Sementara, Wakil Kepala KJRI di Hong Kong, Rafael Walangitan menampik tuduhan tersebut. Rafael menjelaskan bahwa KJRI akan selalu memfasilitasi setiap buruh migran yang mengalami kekerasan dari majikan dan ingin menempuh jalur hukum.
"Kami selalu berupaya memfasilitasi pengaduan, bahkan bisa dilakukan secara
online. Kami akan menghubungi agensi yang bersangkutan dan mengupayakan mediasi," ungkap Rafael.
Rafael juga menampik bahwa buruh migran akan dipotong gajinya untuk pembiayaan proses hukum.

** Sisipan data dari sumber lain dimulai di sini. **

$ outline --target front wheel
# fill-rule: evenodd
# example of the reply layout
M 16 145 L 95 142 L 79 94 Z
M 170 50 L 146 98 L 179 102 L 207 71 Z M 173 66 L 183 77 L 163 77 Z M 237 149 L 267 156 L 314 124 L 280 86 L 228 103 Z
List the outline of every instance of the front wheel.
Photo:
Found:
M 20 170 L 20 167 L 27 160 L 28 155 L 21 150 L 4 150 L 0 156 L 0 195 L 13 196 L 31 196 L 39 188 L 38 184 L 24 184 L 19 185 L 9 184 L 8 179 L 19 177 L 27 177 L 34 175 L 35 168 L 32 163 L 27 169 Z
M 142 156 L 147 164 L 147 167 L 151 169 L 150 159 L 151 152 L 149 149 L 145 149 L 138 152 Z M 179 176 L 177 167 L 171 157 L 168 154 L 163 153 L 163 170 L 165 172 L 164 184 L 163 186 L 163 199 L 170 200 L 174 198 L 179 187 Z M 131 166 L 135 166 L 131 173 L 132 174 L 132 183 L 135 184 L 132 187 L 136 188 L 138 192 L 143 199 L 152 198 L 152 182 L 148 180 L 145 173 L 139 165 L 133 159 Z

"Tidak ada itu. Kami malah menyediakan mediasi dengan
lawyer," kata Rafael ketika dihubungi oleh CNN Indonesia, Selasa (17/2).
Rafael menjelaskan bahwa situasi yang terjadi pada Erwiana berbeda, pasalnya Erwiana tidak melayangkan pengaduan ke KJRI dan memakai jasa pengacara dari LSM setempat.
"Sehingga tergantung dari yang bersangkutan, apakah mau meminta kami fasilitasi atau meminta dukungan dari lembaga lainnya," kata Rafael.
Pengadilan Hong Kong pada Selasa minggu lalu menyatakan Law Wan Tung bersalah atas 18 dari 20 dakwaan terhadap dirinya. Termasuk di antara dakwaan tersebut adalah intimidasi kriminal, menyebabkan luka fisik berat pada korban dan tidak membayarkan gaji pada Erwiana saat bekerja tahun 2013.